As mentioned here, the Visual Studio Async CTP is now available for download from http://msdn.com/vstudio/async.  Not only does this download add language support into C# and Visual Basic for writing asynchronous methods (in which you can easily “await” tasks), it also includes a new .NET library we lovingly refer to as “TPL Dataflow”, which enables building concurrent systems based on dataflow concepts, on in-process message passing, and on asynchronous pipelines.  This new library, System.Threading.Tasks.Dataflow.dll, is heavily inspired by the Visual C++ Asynchronous Agents Library, by the CCR from Microsoft Robotics, by the Axum language, and more; it’s built on top of a multitude of constructs introduced in .NET 4, internally using types like Task and ConcurrentQueue<T>,to provide solutions for buffering and processing data, for building systems that need high-throughput and low-latency processing of data, and for building agent/actor-based systems.  TPL Dataflow was also designed to integrate very well with the new language support for tasks, such that you can easily use TPL Dataflow constructs within asynchronous methods, and such that you can harness asynchronous methods within “dataflow blocks.” We’ll be discussing TPL Dataflow more in coming posts; in the meantime, for more information on this DLL, check out the whitepaper available at http://www.microsoft.com/downloads/details.aspx?FamilyID=d5b3e1f8-c672-48e8-baf8-94f05b431f5c; better yet, download the Async CTP and start playing with the bits today! (Note, too, that we’re extremely interested in your feedback, so please share any thoughts, suggestions, praises, or criticisms you may have.)

Leave a Comment
  • Please add 1 and 2 and type the answer here:
  • Post
  • I'm just getting started with the CTP; I'm planning to use the dataflow blocks to replace an existing codebase I developed using the CCR a while back.
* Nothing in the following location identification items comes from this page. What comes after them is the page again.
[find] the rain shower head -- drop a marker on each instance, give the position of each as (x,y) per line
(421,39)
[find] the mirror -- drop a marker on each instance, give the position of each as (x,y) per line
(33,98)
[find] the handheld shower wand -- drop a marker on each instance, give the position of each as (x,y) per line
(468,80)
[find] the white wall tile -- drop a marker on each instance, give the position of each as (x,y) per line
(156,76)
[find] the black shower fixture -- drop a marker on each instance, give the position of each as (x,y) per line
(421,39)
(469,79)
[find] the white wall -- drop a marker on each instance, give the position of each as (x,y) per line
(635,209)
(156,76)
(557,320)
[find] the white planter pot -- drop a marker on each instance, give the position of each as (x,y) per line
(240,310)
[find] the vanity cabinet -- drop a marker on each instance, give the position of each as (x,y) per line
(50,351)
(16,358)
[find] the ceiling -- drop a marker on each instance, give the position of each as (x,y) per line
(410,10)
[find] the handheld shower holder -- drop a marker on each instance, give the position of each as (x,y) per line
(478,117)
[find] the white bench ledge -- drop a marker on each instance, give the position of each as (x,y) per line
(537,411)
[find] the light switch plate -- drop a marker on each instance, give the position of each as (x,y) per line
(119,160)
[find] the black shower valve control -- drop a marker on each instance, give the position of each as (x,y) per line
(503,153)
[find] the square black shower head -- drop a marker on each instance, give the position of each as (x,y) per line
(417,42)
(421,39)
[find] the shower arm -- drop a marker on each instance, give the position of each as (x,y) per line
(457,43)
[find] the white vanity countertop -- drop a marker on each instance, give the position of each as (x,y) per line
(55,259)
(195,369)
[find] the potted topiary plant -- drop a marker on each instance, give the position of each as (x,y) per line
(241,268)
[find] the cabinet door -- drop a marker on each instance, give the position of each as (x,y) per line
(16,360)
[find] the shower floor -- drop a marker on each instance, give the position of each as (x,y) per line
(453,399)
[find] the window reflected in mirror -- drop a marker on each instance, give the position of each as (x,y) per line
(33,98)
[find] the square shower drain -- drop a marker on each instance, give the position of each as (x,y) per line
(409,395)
    Could you provide some guidance on migrating projects from the "sunsetting" CCR over to TPL Dataflow?  You went into it a little bit in your Channel9 interview, but I'd love to see something more comprehensive.

    Thanks!

  • I'm having trouble using the basic BufferBlock type; I'm not seeing the expected behavior in the following:

    using System;

    using System.Threading;

    using System.Threading.Tasks;

    using System.Threading.Tasks.Dataflow;

    namespace TDF_Intro

    {

       class Program

       {

           static BufferBlock<int> m_buffer = new BufferBlock<int>();

           static void Main(string[] args)

           {

               var ab = new ActionBlock<int>((i) => { Console.WriteLine(i); });

               ab.Post(1);

               ab.Post(2);

               ab.Post(3);

               Console.WriteLine("Done!");

               Console.ReadLine();

               new Thread(async () =>

               {

                   for (int i = 0; i < 10; i++)

                   {

                       m_buffer.Post(i);

                       await TaskEx.Delay(1000);

                   }

               }).Start();

               new Thread(async () =>

               {

                   for (int i = 0; i < 10; i++)

                       Console.WriteLine(await m_buffer.ReceiveAsync());

               }).Start();

               Console.WriteLine("Done!");

               Console.ReadLine();

           }

       }

    }

    In the first part, I see "Done" followed by "1, 2, 3" as expected.  However, in the second part, I see "Done" followed by "0, 1, 1, 2, 2, 3, 3, 4, 4, 5" instead of "0, 1, 2, 3, 4, 5, 6, 7, 8, 9".  When I remove the call to "await TaskEx.Delay(1000)", however, I get the expected result.  Also, the "1, 1" pairs always show up right after each other, without a delay in between.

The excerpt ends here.